Can someone please tell me if I've approached this homework problem correctly. A boy is running at his best speed of 6.0 m/s to catch a bus stopped at the lights. When he is 16 m from the bus, the light goes green and the bus pulls away at an acceleration of 1.0 m/s/s. Does he catch up with the bus and if yes how far does he have to run?
I set the distance of the boy equal to the distance of the bus in order for him to catch up to it and got: 6t=16 +1/2t^2, then solved the quad. equation to get t=4 or 8. So he ran 24m till he caught the bus. Did I do this correctly.
That is the right equation. I will rewrite it as:
t^2 -12t + 32 = 0
(t-4)(t-8) = 0
(The t=8 time is when the bus would pull past him, if he didn't get on and passed it at t=4)
He will have run 24 s at t=4. Yes, you did it right. Nice job.
Yeah! thank you very much for checking my work. I can go to bed now.
I meant 24 meters, not 24 seconds. You figured that out already
Yes, you have approached the homework problem correctly. To determine whether the boy catches up with the bus, you correctly set the distance traveled by the boy equal to the distance traveled by the bus.
Let's break down your solution step by step:
1. You start by equating the distance traveled by the boy with the distance traveled by the bus. The distance traveled by the boy is given by the equation: 6t, where t is the time in seconds. The distance traveled by the bus is given by the equation: 16 + (1/2)at^2, where a is the acceleration of the bus.
2. By setting these two distances equal, you obtain the equation: 6t = 16 + (1/2)at^2.
3. The next step is to solve the quadratic equation to find the possible values of t.
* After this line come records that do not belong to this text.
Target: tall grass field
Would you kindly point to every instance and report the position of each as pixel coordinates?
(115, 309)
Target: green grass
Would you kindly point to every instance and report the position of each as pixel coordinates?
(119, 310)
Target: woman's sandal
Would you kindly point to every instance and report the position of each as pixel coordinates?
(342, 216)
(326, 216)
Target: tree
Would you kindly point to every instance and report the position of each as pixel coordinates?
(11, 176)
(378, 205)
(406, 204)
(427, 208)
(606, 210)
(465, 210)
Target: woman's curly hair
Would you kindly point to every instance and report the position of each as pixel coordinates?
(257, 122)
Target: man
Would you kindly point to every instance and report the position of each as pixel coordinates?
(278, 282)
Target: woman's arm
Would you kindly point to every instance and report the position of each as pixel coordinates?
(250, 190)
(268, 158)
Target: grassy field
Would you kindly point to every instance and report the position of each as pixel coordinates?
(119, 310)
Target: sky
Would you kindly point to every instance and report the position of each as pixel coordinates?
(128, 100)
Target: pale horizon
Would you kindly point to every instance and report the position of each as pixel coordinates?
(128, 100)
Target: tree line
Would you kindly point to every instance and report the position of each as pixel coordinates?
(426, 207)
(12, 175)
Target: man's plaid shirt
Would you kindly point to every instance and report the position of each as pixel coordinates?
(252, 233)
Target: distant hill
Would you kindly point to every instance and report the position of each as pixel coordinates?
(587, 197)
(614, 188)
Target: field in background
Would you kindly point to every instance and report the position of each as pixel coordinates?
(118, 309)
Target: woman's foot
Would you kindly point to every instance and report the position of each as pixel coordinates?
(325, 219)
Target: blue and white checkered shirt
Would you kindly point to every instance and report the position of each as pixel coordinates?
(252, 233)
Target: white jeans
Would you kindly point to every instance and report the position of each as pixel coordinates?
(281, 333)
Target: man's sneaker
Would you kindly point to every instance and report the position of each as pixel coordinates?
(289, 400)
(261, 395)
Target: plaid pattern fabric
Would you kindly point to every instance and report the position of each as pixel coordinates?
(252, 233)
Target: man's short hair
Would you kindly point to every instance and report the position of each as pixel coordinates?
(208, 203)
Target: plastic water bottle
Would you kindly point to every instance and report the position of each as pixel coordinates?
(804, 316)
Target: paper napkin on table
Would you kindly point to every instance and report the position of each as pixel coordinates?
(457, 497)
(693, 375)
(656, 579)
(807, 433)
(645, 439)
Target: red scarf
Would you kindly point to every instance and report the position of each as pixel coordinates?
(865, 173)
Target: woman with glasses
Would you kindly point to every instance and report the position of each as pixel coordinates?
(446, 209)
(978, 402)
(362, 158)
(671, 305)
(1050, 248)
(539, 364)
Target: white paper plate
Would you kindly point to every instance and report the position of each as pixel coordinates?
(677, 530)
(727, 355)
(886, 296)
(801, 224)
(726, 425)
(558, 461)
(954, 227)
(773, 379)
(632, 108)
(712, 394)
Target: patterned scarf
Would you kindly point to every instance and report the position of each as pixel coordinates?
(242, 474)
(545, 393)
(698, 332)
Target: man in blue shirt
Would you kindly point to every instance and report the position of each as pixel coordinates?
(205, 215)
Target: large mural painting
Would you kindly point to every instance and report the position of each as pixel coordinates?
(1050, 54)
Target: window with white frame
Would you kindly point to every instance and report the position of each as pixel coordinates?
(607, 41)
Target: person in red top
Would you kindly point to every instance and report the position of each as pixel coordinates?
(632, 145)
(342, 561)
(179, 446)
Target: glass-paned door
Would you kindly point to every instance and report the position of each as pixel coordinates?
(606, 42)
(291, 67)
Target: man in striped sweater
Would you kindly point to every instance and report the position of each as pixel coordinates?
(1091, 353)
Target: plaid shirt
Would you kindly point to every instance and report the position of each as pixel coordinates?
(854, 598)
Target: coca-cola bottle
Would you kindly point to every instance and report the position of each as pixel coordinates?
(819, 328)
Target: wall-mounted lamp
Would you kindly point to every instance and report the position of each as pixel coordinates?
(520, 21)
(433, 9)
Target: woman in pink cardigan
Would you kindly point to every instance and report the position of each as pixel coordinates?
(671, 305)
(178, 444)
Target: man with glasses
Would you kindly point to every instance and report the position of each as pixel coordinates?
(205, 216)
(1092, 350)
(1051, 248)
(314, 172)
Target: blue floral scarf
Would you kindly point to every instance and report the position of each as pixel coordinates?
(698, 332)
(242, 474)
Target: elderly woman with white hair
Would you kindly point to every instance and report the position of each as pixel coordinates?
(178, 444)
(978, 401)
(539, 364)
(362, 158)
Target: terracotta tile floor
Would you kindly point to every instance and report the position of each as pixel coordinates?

Rearranging the equation, you get: (1/2)at^2 - 6t + 16 = 0.
4. You can then apply the quadratic formula to solve for t: t = (-b ± √(b^2 - 4ac)) / (2a), where a = (1/2)a, b = -6, and c = 16.
5. Plugging in the values, you get: t = (-(-6) ± √((-6)^2 - 4*(1/2)*16)) / (2*(1/2)*a). Simplifying further, you get: t = (6 ± √(36 - 32a)) / a.
6. Since we know the acceleration of the bus is 1.0 m/s^2, you substitute a = 1.0 into the equation: t = (6 ± √(36 - 32*1.0)) / 1.0. Simplifying, you get: t = (6 ± √4) / 1.0.
7. This results in two possible values for t: t = (6 + 2) / 1.0 = 8 seconds, and t = (6 - 2) / 1.0 = 4 seconds.
8. Therefore, the boy has two possible times at which he catches up with the bus, either 4 seconds or 8 seconds.
9. Lastly, you calculated the distance traveled by the boy in each case. When t = 4 seconds, the distance traveled by the boy is 6 * 4 = 24 meters. Similarly, when t = 8 seconds, the distance traveled by the boy is 6 * 8 = 48 meters.
Therefore, he runs a total of 24 meters until he catches the bus, which is the correct answer. Well done!